A hair filter device floating in the canals of Xochimilco, Mexico City

Mexico City — Hair clippings from barbershops and salons across Mexico are being transformed into water filters that could help save the endangered axolotl in the historic canals of Xochimilco.

“We’re going to bring them back,” Josefina González told EFE as she tended to an axolotl sanctuary she runs with her husband Roberto in Xochimilco. What began with two specimens in 2021 now houses more than 60 axolotls along with dozens of eggs.

In one of the last refuges for the amphibian, there remains hope that axolotls might once again swim in the clean water González remembers from her childhood. Today, the canals appear murky, contaminated, and devoid of the endemic species that once populated them.

The axolotl, which served as the mascot for the World Cup hosted in Mexico City, has virtually disappeared from Xochimilco over the past decade. Surveys have dropped from recording fewer than 300 specimens per square kilometer to finding none, according to Michel Balam of the Independent Environmental Management Community (CIMA), part of the Ajolote Sanctuary project.

This dramatic decline is largely due to “brutal” water pollution from domestic and commercial discharges, bacteria, and heavy metals, Balam warned.

A Hairy Solution

To combat this deterioration, filters made from human hair are now being installed in Xochimilco’s canals. Each filter contains about one kilogram of hair capable of absorbing up to five times its weight in pollutants.

Attached to traditional trajinera boats, the devices are being tested for the first time in the water with the goal of bringing this technology to vessels that navigate the canals. Since October, the environmental project has placed about twenty filters along the waterways’ edges.

“Imagine if we could have 500 trajineras with these devices—we’d be cleaning the water every day,” Balam said.

After remaining in the water for nearly two months, the filters are removed and treated with bacteria that break down oils and fats. This allows them to be reused or integrated into soil without generating waste, whether for agriculture or other processes.

“It might seem like hair is magical, but it’s not,” explained Mattia Carenini, founder of Matter of Trust Latam. “It’s millions of years of evolution that made this fiber, which once helped us trap oil and fat and provided extra insulation, now useful for remediating contaminated water bodies.”

The same properties have led to hair being used in oil spills, such as in Veracruz, where the organization has worked with communities to train them in its safe use and handling. According to Carenini, the material can adhere to hydrocarbons and facilitate their collection, though effectiveness depends on spill conditions, and there are disposal risks including burns or cancer.
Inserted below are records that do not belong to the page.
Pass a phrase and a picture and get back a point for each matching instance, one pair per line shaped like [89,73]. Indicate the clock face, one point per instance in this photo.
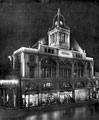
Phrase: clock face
[56,23]
[61,23]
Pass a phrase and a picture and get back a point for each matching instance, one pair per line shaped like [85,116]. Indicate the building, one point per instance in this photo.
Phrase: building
[51,71]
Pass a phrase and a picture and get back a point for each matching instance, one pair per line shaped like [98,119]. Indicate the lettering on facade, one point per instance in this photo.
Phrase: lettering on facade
[65,54]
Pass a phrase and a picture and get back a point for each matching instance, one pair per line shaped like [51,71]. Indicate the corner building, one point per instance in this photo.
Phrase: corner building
[51,72]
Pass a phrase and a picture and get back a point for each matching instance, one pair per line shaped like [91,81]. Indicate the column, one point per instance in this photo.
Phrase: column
[73,92]
[85,70]
[72,76]
[0,98]
[22,64]
[4,97]
[58,93]
[39,95]
[57,70]
[91,70]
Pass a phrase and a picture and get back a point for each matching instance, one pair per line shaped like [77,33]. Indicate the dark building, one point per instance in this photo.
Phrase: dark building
[52,72]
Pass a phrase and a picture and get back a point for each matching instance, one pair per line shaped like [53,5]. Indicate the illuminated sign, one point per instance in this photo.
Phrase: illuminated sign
[64,53]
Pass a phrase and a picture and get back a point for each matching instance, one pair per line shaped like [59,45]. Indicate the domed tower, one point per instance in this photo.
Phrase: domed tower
[59,34]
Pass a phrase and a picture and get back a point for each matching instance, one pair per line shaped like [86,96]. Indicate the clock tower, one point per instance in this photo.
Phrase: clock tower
[59,34]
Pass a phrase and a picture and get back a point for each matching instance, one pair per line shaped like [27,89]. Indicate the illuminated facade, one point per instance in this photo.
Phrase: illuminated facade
[52,72]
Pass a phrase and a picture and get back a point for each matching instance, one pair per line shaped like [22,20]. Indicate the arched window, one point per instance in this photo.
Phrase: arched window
[48,68]
[48,86]
[64,85]
[79,85]
[78,70]
[65,68]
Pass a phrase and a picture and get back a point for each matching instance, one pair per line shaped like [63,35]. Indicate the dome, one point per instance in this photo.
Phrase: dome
[59,20]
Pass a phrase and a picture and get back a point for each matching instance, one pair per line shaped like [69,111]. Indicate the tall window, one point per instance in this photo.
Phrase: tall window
[63,37]
[48,68]
[65,68]
[31,58]
[32,71]
[78,70]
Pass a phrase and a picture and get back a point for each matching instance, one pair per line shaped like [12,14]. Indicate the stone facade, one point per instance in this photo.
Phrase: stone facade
[51,71]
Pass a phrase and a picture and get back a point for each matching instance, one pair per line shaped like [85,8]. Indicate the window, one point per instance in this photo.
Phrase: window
[31,58]
[65,69]
[49,50]
[78,70]
[63,37]
[32,71]
[48,68]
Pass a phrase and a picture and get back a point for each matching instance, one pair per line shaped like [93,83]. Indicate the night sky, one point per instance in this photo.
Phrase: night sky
[24,23]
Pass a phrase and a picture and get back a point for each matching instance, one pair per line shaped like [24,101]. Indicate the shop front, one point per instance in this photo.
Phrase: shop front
[30,99]
[49,98]
[65,96]
[81,92]
[8,93]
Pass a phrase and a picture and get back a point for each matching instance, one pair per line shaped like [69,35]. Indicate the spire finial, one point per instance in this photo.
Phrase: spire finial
[58,11]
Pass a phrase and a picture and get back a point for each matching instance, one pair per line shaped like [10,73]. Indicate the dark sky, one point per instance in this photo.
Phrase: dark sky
[23,23]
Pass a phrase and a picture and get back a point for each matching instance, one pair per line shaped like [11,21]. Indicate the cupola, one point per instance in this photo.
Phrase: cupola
[59,34]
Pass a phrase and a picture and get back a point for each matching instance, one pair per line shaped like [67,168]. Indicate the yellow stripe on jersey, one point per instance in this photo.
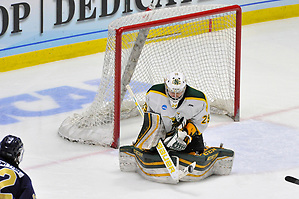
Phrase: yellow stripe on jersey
[157,92]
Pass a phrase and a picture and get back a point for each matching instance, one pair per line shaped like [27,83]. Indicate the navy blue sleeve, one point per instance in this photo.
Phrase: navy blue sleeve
[27,191]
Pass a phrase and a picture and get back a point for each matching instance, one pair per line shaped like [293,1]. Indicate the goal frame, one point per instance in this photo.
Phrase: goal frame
[118,48]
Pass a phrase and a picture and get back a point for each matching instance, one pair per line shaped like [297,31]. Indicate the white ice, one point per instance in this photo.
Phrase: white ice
[265,141]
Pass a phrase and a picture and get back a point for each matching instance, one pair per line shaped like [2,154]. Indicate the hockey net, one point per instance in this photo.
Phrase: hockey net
[203,42]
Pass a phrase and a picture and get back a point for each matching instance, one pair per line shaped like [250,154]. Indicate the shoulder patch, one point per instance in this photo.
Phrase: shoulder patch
[158,88]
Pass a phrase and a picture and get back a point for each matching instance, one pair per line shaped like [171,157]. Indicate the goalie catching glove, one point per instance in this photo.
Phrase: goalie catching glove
[178,141]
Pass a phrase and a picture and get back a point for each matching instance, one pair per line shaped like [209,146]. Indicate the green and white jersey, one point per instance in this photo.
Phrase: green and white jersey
[193,106]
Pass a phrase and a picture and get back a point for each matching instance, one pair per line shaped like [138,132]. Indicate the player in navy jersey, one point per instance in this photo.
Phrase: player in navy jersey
[14,183]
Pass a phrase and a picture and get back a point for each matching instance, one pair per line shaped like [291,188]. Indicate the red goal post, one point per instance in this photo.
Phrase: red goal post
[211,37]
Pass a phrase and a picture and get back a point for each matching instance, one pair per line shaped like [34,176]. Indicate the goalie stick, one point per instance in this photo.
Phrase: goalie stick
[292,179]
[175,173]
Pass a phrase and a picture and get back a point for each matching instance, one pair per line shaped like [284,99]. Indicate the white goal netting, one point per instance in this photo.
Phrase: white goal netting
[203,48]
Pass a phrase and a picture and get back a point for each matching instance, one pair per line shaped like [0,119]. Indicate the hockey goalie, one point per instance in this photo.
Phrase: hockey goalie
[170,146]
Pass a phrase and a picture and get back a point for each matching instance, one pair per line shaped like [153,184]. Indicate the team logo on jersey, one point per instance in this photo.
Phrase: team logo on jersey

From Barber Shop to Waterway

To make the hair filters possible, the organization has built a network of 33 salons and barbershops across Mexico that collect an average of two kilograms of hair monthly (202 kilograms in 2025), which is then used to manufacture the devices.

At a barbershop in the State of Mexico on the outskirts of the capital, hair that falls to the floor is no longer waste but becomes part of this process.
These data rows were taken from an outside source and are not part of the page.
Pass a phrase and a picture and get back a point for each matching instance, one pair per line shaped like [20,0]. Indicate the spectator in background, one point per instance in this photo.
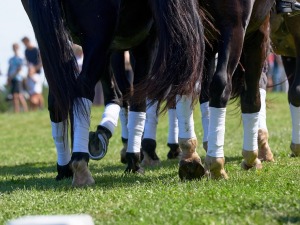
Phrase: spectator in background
[14,80]
[35,88]
[32,55]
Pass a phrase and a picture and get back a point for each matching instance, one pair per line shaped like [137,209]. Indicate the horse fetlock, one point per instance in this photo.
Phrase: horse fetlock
[82,175]
[214,168]
[264,150]
[251,160]
[295,148]
[188,146]
[174,152]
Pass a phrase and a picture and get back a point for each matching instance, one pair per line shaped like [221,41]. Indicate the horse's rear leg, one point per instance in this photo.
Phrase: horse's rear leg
[190,166]
[264,150]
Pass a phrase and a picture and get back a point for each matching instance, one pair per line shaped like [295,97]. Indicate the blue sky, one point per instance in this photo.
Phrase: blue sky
[14,24]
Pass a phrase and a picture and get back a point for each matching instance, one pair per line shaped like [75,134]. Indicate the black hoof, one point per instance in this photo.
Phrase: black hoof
[191,170]
[98,142]
[149,146]
[174,151]
[64,172]
[133,166]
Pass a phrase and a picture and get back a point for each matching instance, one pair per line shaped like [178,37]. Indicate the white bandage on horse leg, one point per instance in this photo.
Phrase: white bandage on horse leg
[124,121]
[136,123]
[262,116]
[173,127]
[61,141]
[204,107]
[250,125]
[184,113]
[81,126]
[151,121]
[110,117]
[216,132]
[295,114]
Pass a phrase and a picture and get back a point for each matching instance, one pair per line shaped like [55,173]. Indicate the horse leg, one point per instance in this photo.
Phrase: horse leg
[209,69]
[95,45]
[190,166]
[175,150]
[264,150]
[60,137]
[255,53]
[124,80]
[148,144]
[142,55]
[292,70]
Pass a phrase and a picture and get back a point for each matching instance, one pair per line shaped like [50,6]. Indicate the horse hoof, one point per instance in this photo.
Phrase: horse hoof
[133,166]
[264,150]
[295,148]
[148,161]
[191,169]
[251,160]
[174,152]
[214,168]
[98,142]
[64,172]
[82,176]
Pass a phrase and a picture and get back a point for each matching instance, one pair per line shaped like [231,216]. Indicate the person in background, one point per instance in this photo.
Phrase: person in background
[32,55]
[35,88]
[14,80]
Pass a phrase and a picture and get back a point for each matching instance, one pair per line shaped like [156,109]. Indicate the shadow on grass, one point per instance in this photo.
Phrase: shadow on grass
[41,176]
[289,219]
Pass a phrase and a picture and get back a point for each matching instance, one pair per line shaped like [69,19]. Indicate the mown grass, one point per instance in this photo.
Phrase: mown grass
[269,196]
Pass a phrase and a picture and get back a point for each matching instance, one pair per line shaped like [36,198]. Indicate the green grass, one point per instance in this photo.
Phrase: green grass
[269,196]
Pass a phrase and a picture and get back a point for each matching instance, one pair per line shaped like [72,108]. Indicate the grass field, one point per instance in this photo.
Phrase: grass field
[269,196]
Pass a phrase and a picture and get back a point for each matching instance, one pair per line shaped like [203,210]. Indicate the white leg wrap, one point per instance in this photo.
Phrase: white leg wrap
[185,117]
[136,123]
[124,121]
[110,117]
[151,121]
[173,127]
[295,114]
[61,141]
[81,128]
[216,132]
[204,107]
[262,116]
[250,125]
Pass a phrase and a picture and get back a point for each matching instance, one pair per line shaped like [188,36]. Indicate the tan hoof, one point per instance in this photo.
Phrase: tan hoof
[214,168]
[251,160]
[82,175]
[190,166]
[148,161]
[264,150]
[205,145]
[295,148]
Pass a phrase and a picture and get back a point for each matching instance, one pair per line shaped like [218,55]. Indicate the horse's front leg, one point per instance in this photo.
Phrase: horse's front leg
[255,52]
[142,55]
[292,71]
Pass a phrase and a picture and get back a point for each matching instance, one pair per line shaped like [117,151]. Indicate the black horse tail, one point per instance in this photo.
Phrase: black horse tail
[55,46]
[177,69]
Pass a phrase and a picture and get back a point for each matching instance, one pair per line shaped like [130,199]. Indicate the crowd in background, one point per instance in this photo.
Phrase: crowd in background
[20,87]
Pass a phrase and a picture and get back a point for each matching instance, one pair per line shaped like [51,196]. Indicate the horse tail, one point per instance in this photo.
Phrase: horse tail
[177,69]
[58,59]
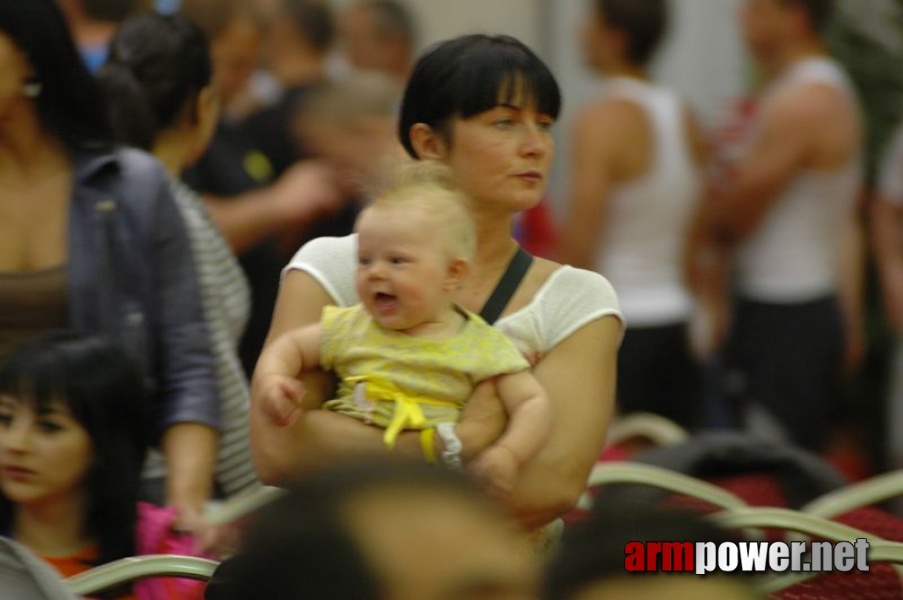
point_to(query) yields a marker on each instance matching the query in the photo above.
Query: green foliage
(867, 37)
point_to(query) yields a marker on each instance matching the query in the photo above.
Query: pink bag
(156, 536)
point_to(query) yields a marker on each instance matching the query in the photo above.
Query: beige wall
(440, 19)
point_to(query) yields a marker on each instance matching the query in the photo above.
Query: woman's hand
(279, 398)
(496, 469)
(482, 422)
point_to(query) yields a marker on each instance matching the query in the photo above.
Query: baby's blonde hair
(431, 187)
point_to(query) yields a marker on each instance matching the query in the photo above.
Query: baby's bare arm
(275, 385)
(529, 414)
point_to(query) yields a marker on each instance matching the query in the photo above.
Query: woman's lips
(17, 472)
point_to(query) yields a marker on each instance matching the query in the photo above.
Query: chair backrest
(111, 575)
(24, 576)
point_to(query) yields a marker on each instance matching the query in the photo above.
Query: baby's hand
(496, 468)
(279, 397)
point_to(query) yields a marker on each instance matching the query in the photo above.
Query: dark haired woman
(158, 87)
(72, 443)
(485, 107)
(91, 239)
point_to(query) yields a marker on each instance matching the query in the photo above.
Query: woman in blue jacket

While getting a haircut, customer Luis admitted he didn’t know his hair would end up helping axolotls but said he felt satisfied to contribute his “grain of sand.”

Javier Rangel, co-owner of JR Barber Studio, shared that this is precisely his motivation for joining the network: “This shows that small actions, even from a small barbershop, can help change the world for our children in the future.”

“There’s a sustainable business model, both for them and for us, collectively,” concluded Constanza Soto, co-founder of Matter of Trust Latam.

The initiative is part of an international network that has used hair to clean water and regenerate soils in various countries for more than two decades—a model now seeking to scale up in Mexico.